Als sie ein jüngeres Schulmädchen war, war sie organisiert in der „Kükengruppe“.

Organisiert sein wollte sie gerne.

Sie wollte immer so sein, wie ihr großer Bruder.

Dem eiferte sie nach.

Er war ihr Vorbild.

Er ging auf die Oberschule.

Ein „HJ“ (Hitler Junge) war er.

Es gab auch vor diesen verheerenden Bombennächten zu Ostern 1942 immer mal wieder Fliegeralarm.

Dabei bestand kein Kellerzwang.

Die Menschen mussten noch nicht mit ihrem Hab und Gut in die Keller eilen.

Sie beendete die Schule im Jahre 1941, mit 14 Jahren.

Gerne wäre sie weiterhin zum Unterricht gegangen.

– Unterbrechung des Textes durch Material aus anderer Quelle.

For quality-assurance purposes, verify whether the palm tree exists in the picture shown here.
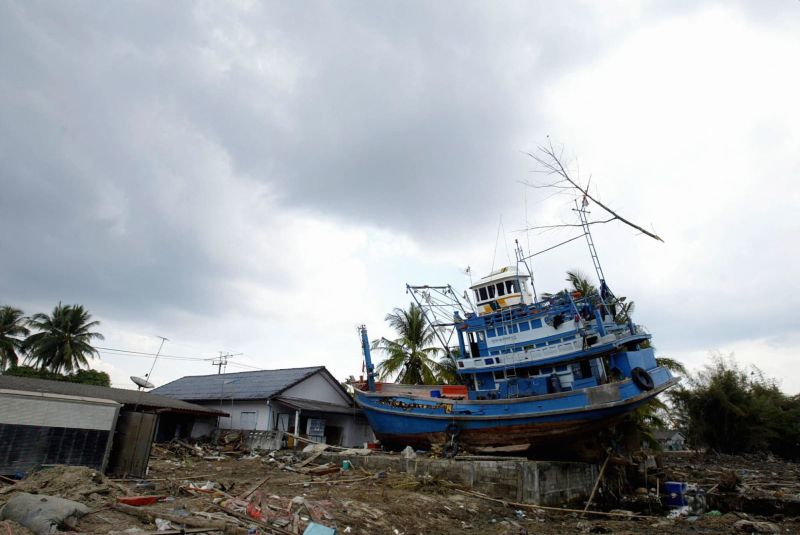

Sie war eine gute Schülerin, das Lernen machte ihr Spaß.

Ihre Lehrerin kam mehrfach zu Hausbesuchen zu ihnen und sprach mit ihren Eltern, um sie irgendwie zu

ermuntern, das Schulgeld aufzubringen.

Aber, sie waren vier Kinder zu Hause.

Der Bruder war auf der Mittelschule – er hatte eine Freistelle, der Staat bezahlte seine Mittelschulausbildung.

Nur ein Kind pro Familie bekam diese Freistelle.

Für das andere - oder die anderen Kinder - hätte die Familie das Schulgeld selbst aufbringen müssen.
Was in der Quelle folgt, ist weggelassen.